In Williams v. New York (1949), the Supreme Court held that due process does not require the use of ordinary evidentiary rules at sentencing.[37]


  1. U.S. Const. amend. VIII.
  2. United States v. Bajakajian, 524 U.S. 321 (1998).
  3. Austin v. United States, 509 U.S. 602 (1993).
  4. Browning-Ferris Industries of Vt., Inc. v. Kelco Disposal, Inc., 492 U.S. 257 (1989).
  5. Ewing v. California, 538 U.S. 11 (2003); see also Harmelin v. Michigan, 501 U.S. 957 (1991) (Kennedy, J., concurring).
  6. Solem v. Helm, 463 U.S. 277 (1983).
  7. Graham v. Florida, 130 S. Ct. 2011 (2010).
  8. Miller v. Alabama, No. 10-9646 (U.S. June 25, 2012).
  9. Kennedy v. Louisiana, 554 U.S. 407 (2008) (rape of a child); Coker v. Georgia, 433 U.S. 584 (1977) (rape of adult).
  10. Enmund v. Florida, 458 U.S. 782 (1982).

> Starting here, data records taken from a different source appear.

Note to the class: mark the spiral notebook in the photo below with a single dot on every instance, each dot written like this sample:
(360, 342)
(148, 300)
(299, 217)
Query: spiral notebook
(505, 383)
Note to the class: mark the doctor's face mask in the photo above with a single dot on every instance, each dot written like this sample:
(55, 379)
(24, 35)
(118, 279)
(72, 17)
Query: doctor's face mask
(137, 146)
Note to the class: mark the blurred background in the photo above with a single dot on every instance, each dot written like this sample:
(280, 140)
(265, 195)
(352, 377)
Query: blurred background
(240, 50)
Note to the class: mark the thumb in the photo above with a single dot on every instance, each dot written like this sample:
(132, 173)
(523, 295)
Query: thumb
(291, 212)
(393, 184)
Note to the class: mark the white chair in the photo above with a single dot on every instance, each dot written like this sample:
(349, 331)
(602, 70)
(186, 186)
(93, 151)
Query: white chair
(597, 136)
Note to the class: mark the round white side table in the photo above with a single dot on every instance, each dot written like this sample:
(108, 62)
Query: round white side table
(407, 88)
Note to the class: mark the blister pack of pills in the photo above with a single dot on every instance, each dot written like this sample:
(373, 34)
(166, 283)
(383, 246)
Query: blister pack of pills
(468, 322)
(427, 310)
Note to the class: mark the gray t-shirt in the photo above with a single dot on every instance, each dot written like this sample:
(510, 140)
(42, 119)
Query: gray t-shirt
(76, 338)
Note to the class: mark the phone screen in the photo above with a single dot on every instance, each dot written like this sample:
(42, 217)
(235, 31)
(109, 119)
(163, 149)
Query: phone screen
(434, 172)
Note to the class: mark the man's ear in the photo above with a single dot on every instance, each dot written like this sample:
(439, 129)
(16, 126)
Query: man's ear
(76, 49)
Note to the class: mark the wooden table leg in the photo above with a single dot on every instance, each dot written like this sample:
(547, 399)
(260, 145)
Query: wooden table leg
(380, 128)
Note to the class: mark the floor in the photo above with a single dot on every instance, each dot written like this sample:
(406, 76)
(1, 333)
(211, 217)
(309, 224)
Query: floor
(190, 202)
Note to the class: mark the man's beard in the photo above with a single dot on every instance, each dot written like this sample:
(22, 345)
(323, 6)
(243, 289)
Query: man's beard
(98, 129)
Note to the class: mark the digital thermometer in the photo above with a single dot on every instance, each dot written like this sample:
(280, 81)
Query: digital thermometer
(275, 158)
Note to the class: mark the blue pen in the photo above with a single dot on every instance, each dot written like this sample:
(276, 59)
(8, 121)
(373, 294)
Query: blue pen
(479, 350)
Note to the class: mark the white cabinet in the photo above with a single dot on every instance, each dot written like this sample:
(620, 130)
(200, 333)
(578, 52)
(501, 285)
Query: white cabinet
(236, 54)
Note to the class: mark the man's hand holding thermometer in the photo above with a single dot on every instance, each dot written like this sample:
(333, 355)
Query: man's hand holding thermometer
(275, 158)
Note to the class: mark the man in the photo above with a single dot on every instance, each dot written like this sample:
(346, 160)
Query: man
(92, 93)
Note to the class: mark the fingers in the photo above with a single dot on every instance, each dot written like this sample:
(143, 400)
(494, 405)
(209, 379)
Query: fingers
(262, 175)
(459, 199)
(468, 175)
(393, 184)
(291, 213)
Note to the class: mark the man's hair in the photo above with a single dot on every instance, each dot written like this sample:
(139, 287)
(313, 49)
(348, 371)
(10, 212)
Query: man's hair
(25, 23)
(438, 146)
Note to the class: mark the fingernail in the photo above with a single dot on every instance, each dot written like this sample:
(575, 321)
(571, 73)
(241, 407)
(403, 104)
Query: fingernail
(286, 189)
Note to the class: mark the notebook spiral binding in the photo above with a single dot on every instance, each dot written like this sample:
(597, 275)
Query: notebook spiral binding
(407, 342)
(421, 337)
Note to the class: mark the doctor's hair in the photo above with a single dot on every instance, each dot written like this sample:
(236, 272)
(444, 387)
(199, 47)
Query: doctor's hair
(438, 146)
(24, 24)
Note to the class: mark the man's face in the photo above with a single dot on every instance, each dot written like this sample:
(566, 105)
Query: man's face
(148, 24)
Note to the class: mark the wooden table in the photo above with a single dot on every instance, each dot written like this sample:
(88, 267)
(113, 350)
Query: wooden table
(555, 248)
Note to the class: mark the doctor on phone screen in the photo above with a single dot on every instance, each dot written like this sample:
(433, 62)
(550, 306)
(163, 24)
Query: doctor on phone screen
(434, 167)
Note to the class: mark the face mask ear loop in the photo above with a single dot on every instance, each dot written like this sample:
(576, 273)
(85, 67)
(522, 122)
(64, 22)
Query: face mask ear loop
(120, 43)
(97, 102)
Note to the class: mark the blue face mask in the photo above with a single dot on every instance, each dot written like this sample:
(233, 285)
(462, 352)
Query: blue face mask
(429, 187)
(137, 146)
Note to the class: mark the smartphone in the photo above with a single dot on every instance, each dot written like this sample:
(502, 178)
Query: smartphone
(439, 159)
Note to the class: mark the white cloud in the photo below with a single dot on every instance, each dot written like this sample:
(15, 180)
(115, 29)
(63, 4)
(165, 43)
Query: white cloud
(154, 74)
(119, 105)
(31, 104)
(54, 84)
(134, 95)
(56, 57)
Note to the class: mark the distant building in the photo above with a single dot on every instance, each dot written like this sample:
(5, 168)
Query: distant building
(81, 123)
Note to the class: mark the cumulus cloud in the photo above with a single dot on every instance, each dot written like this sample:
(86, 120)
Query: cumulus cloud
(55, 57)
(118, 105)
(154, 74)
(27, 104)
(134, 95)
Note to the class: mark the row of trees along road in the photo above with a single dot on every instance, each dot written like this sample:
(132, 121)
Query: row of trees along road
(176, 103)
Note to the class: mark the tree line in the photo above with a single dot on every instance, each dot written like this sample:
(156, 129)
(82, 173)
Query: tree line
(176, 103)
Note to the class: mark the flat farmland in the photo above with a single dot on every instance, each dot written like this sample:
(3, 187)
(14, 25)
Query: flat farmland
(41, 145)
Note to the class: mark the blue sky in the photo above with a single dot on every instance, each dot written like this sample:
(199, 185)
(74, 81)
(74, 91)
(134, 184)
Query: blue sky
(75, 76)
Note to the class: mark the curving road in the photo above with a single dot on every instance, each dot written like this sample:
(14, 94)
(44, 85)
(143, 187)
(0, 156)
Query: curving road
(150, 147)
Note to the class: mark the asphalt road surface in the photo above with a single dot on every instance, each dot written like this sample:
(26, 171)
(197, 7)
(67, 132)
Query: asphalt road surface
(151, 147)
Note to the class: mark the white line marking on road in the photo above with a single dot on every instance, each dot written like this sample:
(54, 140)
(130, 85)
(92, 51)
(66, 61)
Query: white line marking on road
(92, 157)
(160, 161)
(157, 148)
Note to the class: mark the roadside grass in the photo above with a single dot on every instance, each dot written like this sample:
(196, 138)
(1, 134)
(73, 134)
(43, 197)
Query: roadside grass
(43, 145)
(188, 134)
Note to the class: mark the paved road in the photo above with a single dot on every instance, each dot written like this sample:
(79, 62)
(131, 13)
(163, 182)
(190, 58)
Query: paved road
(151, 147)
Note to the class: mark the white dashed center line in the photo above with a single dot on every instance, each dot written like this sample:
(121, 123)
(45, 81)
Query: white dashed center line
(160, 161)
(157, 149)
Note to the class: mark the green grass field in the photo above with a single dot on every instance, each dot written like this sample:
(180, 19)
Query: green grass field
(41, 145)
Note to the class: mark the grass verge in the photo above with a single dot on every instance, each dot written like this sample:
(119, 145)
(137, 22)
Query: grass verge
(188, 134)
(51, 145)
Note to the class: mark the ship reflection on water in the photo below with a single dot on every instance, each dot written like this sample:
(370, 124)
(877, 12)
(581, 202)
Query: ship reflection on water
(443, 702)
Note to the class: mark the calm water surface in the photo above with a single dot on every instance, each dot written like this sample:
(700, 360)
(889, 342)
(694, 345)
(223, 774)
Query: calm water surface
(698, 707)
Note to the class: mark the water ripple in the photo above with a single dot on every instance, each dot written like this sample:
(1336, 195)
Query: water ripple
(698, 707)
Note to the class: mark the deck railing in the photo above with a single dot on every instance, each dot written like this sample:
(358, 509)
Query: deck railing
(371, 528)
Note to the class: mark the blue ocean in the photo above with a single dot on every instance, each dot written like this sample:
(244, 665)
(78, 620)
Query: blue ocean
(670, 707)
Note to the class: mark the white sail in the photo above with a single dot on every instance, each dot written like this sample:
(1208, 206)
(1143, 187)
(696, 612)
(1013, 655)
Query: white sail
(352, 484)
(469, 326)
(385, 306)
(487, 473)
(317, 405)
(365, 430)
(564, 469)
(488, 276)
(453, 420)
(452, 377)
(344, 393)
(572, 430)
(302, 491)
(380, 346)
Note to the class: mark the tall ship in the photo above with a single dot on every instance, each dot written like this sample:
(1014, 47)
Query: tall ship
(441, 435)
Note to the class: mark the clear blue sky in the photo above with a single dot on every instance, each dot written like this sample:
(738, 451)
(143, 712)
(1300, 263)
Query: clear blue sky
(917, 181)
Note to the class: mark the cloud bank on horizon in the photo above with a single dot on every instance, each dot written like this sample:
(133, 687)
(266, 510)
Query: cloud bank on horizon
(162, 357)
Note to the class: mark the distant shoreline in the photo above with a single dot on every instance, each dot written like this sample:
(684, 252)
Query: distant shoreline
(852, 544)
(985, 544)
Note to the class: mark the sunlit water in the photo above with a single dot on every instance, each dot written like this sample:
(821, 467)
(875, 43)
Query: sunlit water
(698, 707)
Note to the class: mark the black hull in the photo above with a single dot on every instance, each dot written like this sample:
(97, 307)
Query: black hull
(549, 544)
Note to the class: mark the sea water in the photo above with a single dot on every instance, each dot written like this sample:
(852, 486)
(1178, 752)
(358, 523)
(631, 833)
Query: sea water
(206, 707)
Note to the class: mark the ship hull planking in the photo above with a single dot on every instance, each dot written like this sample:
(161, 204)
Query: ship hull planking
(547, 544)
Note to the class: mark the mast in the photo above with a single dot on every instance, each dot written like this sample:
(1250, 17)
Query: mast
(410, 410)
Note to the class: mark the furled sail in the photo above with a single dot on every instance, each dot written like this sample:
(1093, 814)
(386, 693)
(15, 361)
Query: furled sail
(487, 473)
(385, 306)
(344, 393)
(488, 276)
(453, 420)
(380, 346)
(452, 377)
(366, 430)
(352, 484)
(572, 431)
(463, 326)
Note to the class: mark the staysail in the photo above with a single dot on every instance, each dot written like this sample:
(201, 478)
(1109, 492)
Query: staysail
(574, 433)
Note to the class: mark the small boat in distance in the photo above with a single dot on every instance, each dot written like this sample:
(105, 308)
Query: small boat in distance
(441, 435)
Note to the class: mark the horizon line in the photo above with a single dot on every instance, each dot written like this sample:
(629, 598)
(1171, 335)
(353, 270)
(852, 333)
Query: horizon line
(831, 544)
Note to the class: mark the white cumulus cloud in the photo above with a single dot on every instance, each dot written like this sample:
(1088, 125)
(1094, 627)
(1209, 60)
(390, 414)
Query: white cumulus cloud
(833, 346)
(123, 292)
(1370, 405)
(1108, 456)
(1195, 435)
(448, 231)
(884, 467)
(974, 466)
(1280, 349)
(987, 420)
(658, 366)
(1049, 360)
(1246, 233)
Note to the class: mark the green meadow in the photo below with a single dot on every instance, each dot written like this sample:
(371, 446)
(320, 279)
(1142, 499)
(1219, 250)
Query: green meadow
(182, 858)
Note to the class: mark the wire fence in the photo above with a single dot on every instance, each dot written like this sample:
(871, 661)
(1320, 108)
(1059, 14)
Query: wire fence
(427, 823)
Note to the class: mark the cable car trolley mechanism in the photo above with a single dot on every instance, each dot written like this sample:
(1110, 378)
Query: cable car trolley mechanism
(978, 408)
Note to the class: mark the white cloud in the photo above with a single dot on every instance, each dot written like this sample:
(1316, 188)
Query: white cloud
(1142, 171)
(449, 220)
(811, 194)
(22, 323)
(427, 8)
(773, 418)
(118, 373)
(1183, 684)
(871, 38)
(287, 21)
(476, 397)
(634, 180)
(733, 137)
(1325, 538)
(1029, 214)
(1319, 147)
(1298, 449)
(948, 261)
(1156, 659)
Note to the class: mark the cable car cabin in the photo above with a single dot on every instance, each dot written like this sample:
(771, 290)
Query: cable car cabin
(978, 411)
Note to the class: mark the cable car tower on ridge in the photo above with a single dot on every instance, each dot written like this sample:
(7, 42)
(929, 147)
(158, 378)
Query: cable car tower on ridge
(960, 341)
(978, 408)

  11. Ford v. Wainwright, 477 U.S. 399 (1986).
  12. Atkins v. Virginia, 536 U.S. 304 (2002), overruling Penry v. Lynaugh, 492 U.S. 302 (1989).
  13. Roper v. Simmons, 543 U.S. 551 (2005) (under 18), overruling Stanford v. Kentucky, 492 U.S. 361 (1989); Thompson v. Oklahoma, 487 U.S. 815 (1988) (under 16).
  14. Panetti v. Quarterman, 551 U.S. 930 (2007).
  15. Furman v. Georgia, 408 U.S. 238 (1972), overruling McGautha v. California, 402 U.S. 183 (1971).
  16. Gregg v. Georgia, 428 U.S. 153 (1976).
  17. Ring v. Arizona, 536 U.S. 584 (2002), overruling Walton v. Arizona, 497 U.S. 639 (1990).
  18. Maynard v. Cartwright, 486 U.S. 356 (1988).
  19. Lockett v. Ohio, 438 U.S. 586 (1978).
  20. Beck v. Alabama, 447 U.S. 625 (1980).
  21. Witherspoon v. Illinois, 391 U.S. 510 (1968).
  22. Morgan v. Illinois, 504 U.S. 719 (1992).
  23. U.S. Const. Art. III, § 2.
  24. U.S. Const. amend. VI.
  25. Ring v. Arizona, 536 U.S. 584 (2002), overruling Walton v. Arizona, 497 U.S. 639 (1990); Apprendi v. New Jersey, 530 U.S. 466 (2000); Jones v. United States, 526 U.S. 227 (1999).
  26. Almendarez-Torres v. United States, 523 U.S. 224 (1998).
  27. Cunningham v. California, 549 U.S. 270 (2007); United States v. Booker, 543 U.S. 220 (2005); Blakely v. Washington, 542 U.S. 296 (2004).
  28. Harris v. United States, 536 U.S. 545 (2002); McMillan v. Pennsylvania, 477 U.S. 79 (1986).
  29. Oregon v. Ice, 555 U.S. 160 (2009).
  30. Schriro v. Summerlin, 542 U.S. 348 (2004).
  31. Washington v. Recuenco, 548 U.S. 212 (2006).
  32. 32.0 32.1 U.S. Const. amend. V.
  33. Blockburger v. United States, 284 U.S. 299 (1932). See, e.g., Brown v. Ohio, 432 U.S. 161 (1977).
  34. Garrett v. United States, 471 U.S. 773 (1985); Rutledge v. United States, 517 U.S. 292 (1996).
  35. United States v. Felix, 503 U.S. 378 (1992).
  36. U.S. Const. amend. XIV.
  37. Williams v. New York, 337 U.S. 241 (1949).